A sopa pho é, talvez, a sopa de pedra do Vietname. Tal
como na tradicional história portuguesa em que a pretexto do calhau um pedinte
consegue que os donos da casa onde se hospeda lhe forneçam todos os mantimentos
necessários para confecionar uma sopa rica (que antes lhe tinham negado), a pho
leva todos os ingredientes que a imaginação e a bolsa consentirem. Por regra, tem na sua base um caldo de carne. Mas sendo o vegetarianismo muito comum na Ásia é fácil encontrar versões alternativas. os condimentos essenciais são o gengibre, o cardamomo e a canela. O manjericão tailandês, o broto de feijão e a pimenta moída são indispensáveis.

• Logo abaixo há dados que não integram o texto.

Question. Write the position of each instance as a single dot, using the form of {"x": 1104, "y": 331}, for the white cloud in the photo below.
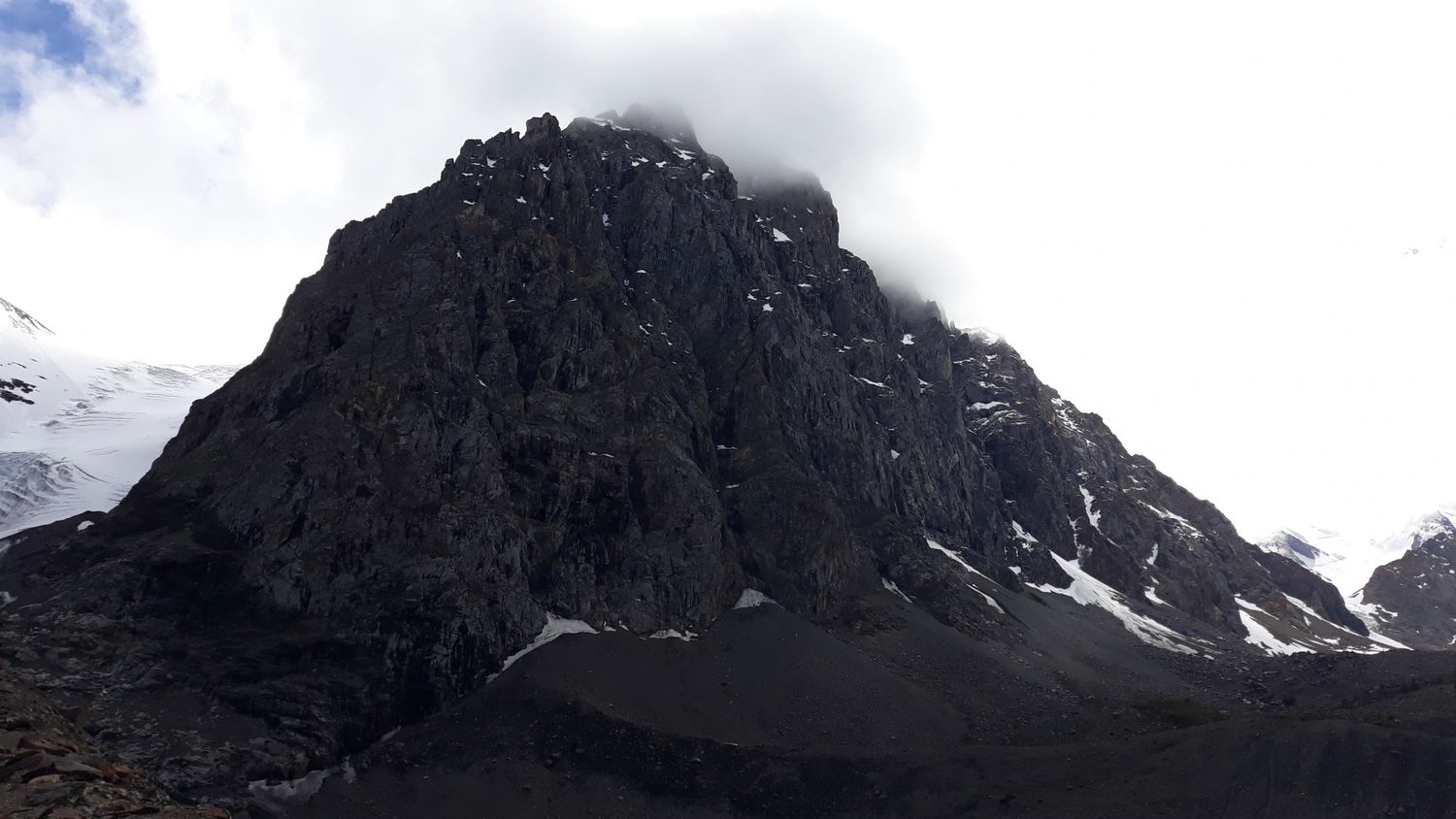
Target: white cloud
{"x": 1191, "y": 220}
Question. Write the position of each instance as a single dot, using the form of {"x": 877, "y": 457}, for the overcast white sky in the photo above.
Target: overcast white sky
{"x": 1222, "y": 226}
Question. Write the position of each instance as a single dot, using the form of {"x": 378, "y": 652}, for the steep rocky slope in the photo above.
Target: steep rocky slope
{"x": 1400, "y": 585}
{"x": 1412, "y": 598}
{"x": 579, "y": 383}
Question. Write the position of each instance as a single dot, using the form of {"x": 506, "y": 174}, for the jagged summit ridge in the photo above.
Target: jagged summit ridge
{"x": 584, "y": 377}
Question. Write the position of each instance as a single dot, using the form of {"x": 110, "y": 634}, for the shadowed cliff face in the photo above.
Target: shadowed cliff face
{"x": 1414, "y": 597}
{"x": 585, "y": 375}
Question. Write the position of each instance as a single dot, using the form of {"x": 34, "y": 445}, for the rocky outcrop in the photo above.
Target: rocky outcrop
{"x": 585, "y": 376}
{"x": 1412, "y": 598}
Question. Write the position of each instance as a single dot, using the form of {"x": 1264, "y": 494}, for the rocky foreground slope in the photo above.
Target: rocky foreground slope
{"x": 584, "y": 384}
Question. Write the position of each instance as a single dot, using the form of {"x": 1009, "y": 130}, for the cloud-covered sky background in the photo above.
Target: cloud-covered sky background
{"x": 1223, "y": 227}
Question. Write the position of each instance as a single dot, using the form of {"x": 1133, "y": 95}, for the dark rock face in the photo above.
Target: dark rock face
{"x": 1415, "y": 594}
{"x": 1295, "y": 580}
{"x": 585, "y": 375}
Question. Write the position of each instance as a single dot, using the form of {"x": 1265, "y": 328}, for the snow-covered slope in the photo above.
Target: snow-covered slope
{"x": 78, "y": 429}
{"x": 1406, "y": 563}
{"x": 1342, "y": 560}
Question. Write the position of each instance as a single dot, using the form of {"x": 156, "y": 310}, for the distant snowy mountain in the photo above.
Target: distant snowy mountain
{"x": 1403, "y": 574}
{"x": 78, "y": 429}
{"x": 1412, "y": 595}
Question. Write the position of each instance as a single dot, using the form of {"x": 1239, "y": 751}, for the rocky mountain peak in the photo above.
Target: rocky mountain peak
{"x": 581, "y": 377}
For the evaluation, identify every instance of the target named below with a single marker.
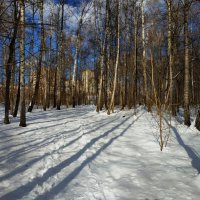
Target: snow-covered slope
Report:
(77, 154)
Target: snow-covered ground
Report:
(77, 154)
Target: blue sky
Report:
(70, 2)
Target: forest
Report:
(116, 80)
(103, 52)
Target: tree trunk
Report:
(22, 65)
(197, 122)
(170, 57)
(17, 99)
(186, 70)
(111, 106)
(103, 48)
(37, 84)
(9, 67)
(144, 57)
(59, 70)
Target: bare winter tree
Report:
(22, 65)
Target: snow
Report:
(77, 154)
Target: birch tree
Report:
(10, 64)
(22, 65)
(111, 106)
(42, 48)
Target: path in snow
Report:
(77, 154)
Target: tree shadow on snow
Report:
(195, 159)
(28, 187)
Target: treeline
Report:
(137, 52)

É impossível comê-la sem estabelecer semelhanças com as sopas ramen de outros pontos do Oriente. Como
a bruscheta ou o gaspacho, são refeições de pobres que chegaram à mesa de
ricos, desmentindo a música de Rodrigo, sobre os coentros e rabanetes. Em versão
original ou em modelos reinventados ou reconstruídos (o cúmulo do chique, como
diriam Gungunhana e Cat) aquecem-nos a alma e dão-nos força para continuar o caminho. Quem
as confecciona não é indicado para prémios gastronómicos. Mas ganha um
lugar no coração daqueles a quem devolveu o ânimo num qualquer momento de
fraqueza. Há lá coisa mais reconfortante do que duas fatias de pão alentejano regadas com água quente, temperada com azeite, sal, alho e coentros? Uma sopinha de alentejano de recursos limitados, mas paladar apurado.
Com as forças restauradas, voltei
ao hotel. Enfiei-me na cama e dormi de um só sono. No dia a seguir, nem calor, nem humidade, nem
pequeno-almoço continental, me impediram de me perder pelas ruas de Hanói. Com GPS,
claro.
Sopa
Pho em Lisboa: no restaurante Pho Pu, Rua do Benformoso, 76, of course. É melhor marcarem, digo eu.